# Exploring
 * POS Tagging: 토큰에 품사를 부착

In [5]:
import nltk
nltk.download('punkt')
nltk.download('averaged_perceptron_tagger')
simpleSentence = 'Seoul is the catpital of Korea.'
wordsInSentence = nltk.word_tokenize(simpleSentence)
print(wordsInSentence)
partsOfSpeechTags = nltk.pos_tag(wordsInSentence)
print(partsOfSpeechTags)

['Seoul', 'is', 'the', 'catpital', 'of', 'Korea', '.']
[('Seoul', 'NNP'), ('is', 'VBZ'), ('the', 'DT'), ('catpital', 'NN'), ('of', 'IN'), ('Korea', 'NNP'), ('.', '.')]


[nltk_data] Downloading package punkt to
[nltk_data]     C:\Users\student\AppData\Roaming\nltk_data...
[nltk_data]   Package punkt is already up-to-date!
[nltk_data] Downloading package averaged_perceptron_tagger to
[nltk_data]     C:\Users\student\AppData\Roaming\nltk_data...
[nltk_data]   Package averaged_perceptron_tagger is already up-to-
[nltk_data]       date!


# Own Tagger
 * 자신의 품사 태거를 작성

In [9]:
import nltk
def learnDefaultTagger(simpleSentence):
    wordsInSentence = nltk.word_tokenize(simpleSentence)
    tagger = nltk.DefaultTagger('NN')
    posEnabledTags = tagger.tag(wordsInSentence)
    print(posEnabledTags)
    
def learnRETagger(simpleSentence): # 직접 정규표현식을 활용하여 (특정 규칙을 만족하면) 품사를 tagging
    customPatterns = [
        (r'.*ing$','ADJECTIVE'), # running
        (r'.*ly$','ADVERB'), # willingly
        (r'.*ion$','NOUN'), # intimation
        (r'(.*ate|.*en|is)$', 'VERB'), # terminate, darken, lighten
        (r'^an$', 'INDEFINITE-ARTICLE'), # terminate
        (r'^(with|on|at)$', 'PREPOSITION'), # on
        (r'^\-?[0-9]+(\.[0-9]+)$', 'NUMBER'), # -1.0, 12345.123
        (r'.*$', None),
    ]
    tagger = nltk.RegexpTagger(customPatterns) # tagger를 위에서 정의한 패턴으로 정의
    wordsInSentence = nltk.word_tokenize(simpleSentence) # tokenize
    posEnabledTags = tagger.tag(wordsInSentence) # tag 붙이기 
    print(posEnabledTags)
    
def learnLookupTagger(simpleSentence):
    mapping = {
        '.':'.', 'place':'NN','on':'IN',
        'earth':'NN','Reykjavik':'NNP','is':'VBZ',
        'an':'DT','amazing':'JJ'
    }
    tagger = nltk.UnigramTagger(model=mapping)
    wordsInSentence = nltk.word_tokenize(simpleSentence)
    posEnabledTags = tagger.tag(wordsInSentence)
    print(posEnabledTags)
     
    
    
if __name__ == '__main__': # 프로그램이 시작되는 곳 (진입점) 
    testSentence = "Reykjavik is an amazing place on earth.

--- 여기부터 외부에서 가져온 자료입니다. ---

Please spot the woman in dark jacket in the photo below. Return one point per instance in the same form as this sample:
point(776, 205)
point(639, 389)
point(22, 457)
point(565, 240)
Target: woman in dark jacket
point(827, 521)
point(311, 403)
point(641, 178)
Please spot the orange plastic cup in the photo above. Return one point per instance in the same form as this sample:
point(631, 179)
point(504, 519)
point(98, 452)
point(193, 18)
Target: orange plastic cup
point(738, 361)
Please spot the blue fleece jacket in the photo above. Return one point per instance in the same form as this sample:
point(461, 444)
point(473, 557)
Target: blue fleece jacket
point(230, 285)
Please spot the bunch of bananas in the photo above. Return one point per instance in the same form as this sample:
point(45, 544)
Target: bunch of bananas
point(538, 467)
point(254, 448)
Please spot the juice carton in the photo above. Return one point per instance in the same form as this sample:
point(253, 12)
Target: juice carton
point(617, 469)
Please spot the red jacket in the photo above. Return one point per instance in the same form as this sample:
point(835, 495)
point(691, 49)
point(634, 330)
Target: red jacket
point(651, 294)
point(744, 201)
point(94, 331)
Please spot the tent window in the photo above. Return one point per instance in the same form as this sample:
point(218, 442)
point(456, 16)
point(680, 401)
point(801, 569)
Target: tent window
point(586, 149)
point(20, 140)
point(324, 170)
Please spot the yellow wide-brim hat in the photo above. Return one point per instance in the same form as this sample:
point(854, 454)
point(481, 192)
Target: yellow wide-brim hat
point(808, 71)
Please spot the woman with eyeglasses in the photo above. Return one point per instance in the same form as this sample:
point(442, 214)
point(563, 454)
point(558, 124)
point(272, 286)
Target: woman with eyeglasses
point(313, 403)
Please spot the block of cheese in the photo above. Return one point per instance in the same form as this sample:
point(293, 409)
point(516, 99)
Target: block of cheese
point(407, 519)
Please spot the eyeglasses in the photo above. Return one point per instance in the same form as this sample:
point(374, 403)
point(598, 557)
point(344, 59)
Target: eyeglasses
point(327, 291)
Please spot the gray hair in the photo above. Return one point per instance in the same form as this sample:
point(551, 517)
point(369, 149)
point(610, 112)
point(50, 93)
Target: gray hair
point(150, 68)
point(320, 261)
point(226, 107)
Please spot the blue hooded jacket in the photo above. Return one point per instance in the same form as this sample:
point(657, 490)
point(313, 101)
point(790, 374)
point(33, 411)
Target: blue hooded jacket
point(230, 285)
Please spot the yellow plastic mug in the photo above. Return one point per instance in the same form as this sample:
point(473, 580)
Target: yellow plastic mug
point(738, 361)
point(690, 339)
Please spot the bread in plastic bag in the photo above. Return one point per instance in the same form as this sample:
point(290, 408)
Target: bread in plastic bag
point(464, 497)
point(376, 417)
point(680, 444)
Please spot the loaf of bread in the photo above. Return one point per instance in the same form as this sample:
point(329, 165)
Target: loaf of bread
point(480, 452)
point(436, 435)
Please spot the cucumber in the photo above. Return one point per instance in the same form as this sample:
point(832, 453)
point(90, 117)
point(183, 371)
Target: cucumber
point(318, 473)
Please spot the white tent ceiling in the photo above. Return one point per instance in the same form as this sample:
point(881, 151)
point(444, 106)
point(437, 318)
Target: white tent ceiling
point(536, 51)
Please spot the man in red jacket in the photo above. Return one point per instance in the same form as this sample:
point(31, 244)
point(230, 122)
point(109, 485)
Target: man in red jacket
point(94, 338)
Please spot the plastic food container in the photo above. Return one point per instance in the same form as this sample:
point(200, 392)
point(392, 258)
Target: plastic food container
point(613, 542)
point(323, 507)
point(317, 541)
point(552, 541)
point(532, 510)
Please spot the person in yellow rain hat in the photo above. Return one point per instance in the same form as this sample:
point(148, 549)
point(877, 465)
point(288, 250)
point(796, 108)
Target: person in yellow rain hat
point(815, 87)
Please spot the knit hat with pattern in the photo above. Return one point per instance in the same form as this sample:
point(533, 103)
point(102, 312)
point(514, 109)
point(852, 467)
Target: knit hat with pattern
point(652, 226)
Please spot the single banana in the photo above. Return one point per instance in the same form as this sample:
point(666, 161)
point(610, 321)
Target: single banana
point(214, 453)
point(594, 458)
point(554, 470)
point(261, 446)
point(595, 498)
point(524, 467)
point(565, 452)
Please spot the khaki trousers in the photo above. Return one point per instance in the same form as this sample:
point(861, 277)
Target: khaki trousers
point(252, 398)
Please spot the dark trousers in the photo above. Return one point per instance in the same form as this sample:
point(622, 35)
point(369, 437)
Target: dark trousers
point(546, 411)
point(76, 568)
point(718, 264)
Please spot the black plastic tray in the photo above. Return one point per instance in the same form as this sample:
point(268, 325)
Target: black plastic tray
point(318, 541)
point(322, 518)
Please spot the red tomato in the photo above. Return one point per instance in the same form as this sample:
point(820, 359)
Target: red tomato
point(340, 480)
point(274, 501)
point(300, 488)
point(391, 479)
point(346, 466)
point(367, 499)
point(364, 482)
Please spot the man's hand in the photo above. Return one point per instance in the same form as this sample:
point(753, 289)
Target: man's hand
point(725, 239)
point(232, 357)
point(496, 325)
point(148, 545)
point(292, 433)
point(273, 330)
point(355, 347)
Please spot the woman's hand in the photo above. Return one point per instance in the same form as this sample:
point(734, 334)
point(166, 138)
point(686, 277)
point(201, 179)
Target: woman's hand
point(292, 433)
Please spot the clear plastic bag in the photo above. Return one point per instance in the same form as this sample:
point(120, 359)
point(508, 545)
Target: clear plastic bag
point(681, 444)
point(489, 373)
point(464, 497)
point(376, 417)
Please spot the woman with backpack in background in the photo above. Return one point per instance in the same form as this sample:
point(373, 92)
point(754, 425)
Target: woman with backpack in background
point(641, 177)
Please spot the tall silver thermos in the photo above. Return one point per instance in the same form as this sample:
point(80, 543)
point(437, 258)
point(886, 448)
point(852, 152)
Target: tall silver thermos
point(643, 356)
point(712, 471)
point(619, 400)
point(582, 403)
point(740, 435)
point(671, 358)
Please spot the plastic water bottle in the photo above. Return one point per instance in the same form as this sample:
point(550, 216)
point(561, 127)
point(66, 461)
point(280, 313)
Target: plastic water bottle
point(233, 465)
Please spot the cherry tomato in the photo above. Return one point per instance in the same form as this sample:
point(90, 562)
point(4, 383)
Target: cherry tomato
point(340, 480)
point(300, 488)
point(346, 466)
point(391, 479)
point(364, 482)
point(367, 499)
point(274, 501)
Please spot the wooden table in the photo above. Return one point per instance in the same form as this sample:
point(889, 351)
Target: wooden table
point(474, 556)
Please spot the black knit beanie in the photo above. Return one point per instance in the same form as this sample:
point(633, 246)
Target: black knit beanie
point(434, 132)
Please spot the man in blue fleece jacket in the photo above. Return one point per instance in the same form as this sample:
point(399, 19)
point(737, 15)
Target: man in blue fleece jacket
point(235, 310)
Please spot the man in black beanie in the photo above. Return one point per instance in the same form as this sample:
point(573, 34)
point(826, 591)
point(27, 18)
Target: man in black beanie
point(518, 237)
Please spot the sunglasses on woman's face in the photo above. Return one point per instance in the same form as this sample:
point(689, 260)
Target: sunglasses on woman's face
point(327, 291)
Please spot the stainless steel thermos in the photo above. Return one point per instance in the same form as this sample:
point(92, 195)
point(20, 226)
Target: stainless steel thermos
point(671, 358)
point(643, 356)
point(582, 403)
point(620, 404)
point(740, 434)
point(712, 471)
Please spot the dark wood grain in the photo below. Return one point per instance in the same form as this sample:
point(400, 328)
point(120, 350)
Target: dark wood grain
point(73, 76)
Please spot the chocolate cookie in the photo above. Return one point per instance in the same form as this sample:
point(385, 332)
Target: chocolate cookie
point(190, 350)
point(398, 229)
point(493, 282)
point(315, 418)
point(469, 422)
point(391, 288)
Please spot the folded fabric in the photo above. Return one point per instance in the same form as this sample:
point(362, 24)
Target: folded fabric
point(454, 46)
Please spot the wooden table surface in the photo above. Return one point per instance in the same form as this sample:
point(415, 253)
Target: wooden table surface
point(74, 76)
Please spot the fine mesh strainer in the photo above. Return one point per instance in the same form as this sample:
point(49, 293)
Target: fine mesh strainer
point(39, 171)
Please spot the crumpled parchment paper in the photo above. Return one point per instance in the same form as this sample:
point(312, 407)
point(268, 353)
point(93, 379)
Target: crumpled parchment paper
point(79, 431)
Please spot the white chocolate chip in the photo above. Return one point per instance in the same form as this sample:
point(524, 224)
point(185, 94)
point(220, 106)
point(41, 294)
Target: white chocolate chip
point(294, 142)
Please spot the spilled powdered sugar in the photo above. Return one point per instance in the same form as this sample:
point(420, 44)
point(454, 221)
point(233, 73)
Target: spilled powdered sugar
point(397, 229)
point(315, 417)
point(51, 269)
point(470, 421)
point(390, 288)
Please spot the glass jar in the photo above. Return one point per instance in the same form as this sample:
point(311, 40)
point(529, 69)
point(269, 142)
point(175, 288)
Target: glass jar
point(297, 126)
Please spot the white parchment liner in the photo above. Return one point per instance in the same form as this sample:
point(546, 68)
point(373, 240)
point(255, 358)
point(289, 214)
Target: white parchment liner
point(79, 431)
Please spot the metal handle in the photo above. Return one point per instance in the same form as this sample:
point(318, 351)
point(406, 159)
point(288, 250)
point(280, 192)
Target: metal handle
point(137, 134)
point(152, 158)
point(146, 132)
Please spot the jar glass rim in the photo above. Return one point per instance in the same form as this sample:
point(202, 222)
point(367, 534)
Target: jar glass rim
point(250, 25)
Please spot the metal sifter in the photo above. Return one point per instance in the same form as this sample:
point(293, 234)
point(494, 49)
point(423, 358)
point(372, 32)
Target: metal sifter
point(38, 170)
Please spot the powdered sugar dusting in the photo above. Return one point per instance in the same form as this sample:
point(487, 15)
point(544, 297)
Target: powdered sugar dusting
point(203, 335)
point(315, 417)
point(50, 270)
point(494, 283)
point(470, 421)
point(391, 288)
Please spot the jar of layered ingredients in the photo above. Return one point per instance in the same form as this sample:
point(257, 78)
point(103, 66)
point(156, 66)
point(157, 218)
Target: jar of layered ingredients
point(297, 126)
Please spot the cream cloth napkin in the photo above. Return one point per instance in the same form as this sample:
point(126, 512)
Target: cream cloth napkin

I have visited Reykjavik" # test하고자 하는 문장
    learnDefaultTagger(testSentence) # token화를 하고, 기본이 NN이기 때문에 NN이 붙음 
    learnRETagger(testSentence) # 
    learnLookupTagger(testSentence)

[('Reykjavik', 'NN'), ('is', 'NN'), ('an', 'NN'), ('amazing', 'NN'), ('place', 'NN'), ('on', 'NN'), ('earth', 'NN'), ('.', 'NN'), ('I', 'NN'), ('have', 'NN'), ('visited', 'NN'), ('Reykjavik', 'NN')]
[('Reykjavik', None), ('is', 'VERB'), ('an', 'INDEFINITE-ARTICLE'), ('amazing', 'ADJECTIVE'), ('place', None), ('on', 'PREPOSITION'), ('earth', None), ('.', None), ('I', None), ('have', None), ('visited', None), ('Reykjavik', None)]
[('Reykjavik', 'NNP'), ('is', 'VBZ'), ('an', 'DT'), ('amazing', 'JJ'), ('place', 'NN'), ('on', 'IN'), ('earth', 'NN'), ('.', '.'), ('I', None), ('have', None), ('visited', None), ('Reykjavik', 'NNP')]


In [10]:
__name__ # __name__은 __main__과 같다.

'__main__'

# Train 3 
 * 자체 태거를 학습시켜 모델로 저장

In [20]:
import nltk
import pickle

def sampleData(): # 학습시킬 sample data를 생성 
    return [
        "Bangalore is the capital of Karnataka.",
        "Steve Jobs was the CEO of Apple.",
        "iPhone was Invented by Apple.",
        "Books can be purchased in Market.",
        ]

def buildDictionary(): # sample data를 활용하여 tag를 붙이고, 그 tag를 dictionary형태로 저장
    dictionary = {}
    for sent in sampleData(): # 문장을 하나씩 호출
        # print(sent)
        partsOfSpeechTags = nltk.pos_tag(nltk.word_tokenize(sent)) # 문장마다 token화 + tagging
        for tag in partsOfSpeechTags: 
            value = tag[0] # 0번째는 value
            pos = tag[1] # 1번째는 tag
            dictionary[value] = pos # dictionary의 value는 tag! 
    return dictionary

def saveMyTagger(tagger, fileName): # 
    fileHandle = open(fileName, "wb") # fileName을 쓰기mode로 open
    pickle.dump(tagger, fileHandle) # pickle을 사용하여 있는 그대로 dump 
    fileHandle.close() # 파일 닫기 
    
def saveMyTraining(fileName): 
    tagger = nltk.UnigramTagger(model=buildDictionary()) # tagger는 우리가 만든 dictionary 모델로 설정
    saveMyTagger(tagger, fileName)
    
def loadMyTagger(fileName): 
    return pickle.load(open(fileName, "rb")) # 만든 tagger을 읽기모드로 open 

sentence = 'Iphone is purchased by Steve Jobs in Bangalore Market'
fileName = "myTagger.pickle"
saveMyTraining(fileName)
myTagger = loadMyTagger(fileName)
print(myTagger.tag(nltk.word_tokenize(sentence)))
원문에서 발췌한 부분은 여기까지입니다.